Leslie Anne Perry from East Tennessee State University demonstrated that third-grade students who were practically nonreaders were successfully taught essential reading skills by using commercial logos, such as McDonald's, Cheerios and Wal-Mart. They also learned reading can be fun.
The Logo Approach she developed can be used by parents and teachers with beginning readers of any age. Here's how.
n Cut out logos with which your child is likely to be familiar. Use newspapers, cereal boxes, coupons, even the Yellow Pages. Glue them onto index cards.
n Using words from early readers or from your child's teacher, prepare more word cards.
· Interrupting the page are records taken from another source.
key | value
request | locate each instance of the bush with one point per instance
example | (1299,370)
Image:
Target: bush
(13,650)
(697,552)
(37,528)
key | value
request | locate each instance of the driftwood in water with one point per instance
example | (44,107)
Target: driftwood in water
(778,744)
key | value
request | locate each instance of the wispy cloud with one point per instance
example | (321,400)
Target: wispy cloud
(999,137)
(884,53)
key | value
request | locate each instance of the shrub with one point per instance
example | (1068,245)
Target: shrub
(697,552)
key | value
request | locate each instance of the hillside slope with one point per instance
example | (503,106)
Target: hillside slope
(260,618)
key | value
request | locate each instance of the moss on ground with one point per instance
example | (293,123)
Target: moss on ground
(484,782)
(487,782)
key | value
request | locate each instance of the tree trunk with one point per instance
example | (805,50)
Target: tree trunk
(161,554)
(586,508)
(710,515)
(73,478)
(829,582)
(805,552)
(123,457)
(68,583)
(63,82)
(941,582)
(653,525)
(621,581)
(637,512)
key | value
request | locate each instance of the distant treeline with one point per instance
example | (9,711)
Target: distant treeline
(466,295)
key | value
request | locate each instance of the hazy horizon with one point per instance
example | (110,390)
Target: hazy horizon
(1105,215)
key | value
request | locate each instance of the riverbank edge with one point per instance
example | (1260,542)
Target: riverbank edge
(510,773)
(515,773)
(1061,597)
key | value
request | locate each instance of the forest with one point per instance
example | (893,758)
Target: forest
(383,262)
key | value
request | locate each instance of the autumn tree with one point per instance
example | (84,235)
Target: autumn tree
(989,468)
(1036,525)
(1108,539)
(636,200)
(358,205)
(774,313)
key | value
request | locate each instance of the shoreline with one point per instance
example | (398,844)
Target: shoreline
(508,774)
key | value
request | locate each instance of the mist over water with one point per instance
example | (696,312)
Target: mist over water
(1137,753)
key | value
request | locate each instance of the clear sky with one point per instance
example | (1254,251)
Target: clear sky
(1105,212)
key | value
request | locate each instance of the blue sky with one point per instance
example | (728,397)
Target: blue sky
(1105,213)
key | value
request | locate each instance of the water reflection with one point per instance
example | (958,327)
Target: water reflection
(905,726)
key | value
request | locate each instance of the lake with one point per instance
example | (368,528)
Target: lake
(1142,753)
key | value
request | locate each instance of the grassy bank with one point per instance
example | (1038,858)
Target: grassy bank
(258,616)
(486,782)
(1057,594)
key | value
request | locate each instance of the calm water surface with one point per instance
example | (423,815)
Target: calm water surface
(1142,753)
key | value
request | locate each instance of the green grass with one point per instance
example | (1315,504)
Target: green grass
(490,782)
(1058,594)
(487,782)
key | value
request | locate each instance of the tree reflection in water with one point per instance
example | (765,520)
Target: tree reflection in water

You'll want to make cards for ``a,'' ``an'' or ``the'' to help you and your child form sentences.
n Now make some word cards with your child's name and the names of family members or other significant people about whom your child might dictate sentences.
n Show your child some logo cards that you think she can identify and discuss them. Use the word cards and the name cards to form sentences, such as ``Mommy and I went to McDonald's for lunch.'' The length and the number of sentences you create will depend upon your child's skills and abilities, so start off very simply.
n Have your child read sentences or stories several times with your help. Later, print or type the sentences for your child to read.
n On successive days, create new sentences to be printed or typed. Your child will become almost as familiar with the words on the word cards as she is with the logos. The purpose is not to teach the logos - your child already knows them - but to provide a familiar context for your child to learn the words on the word cards and expand her sight vocabulary.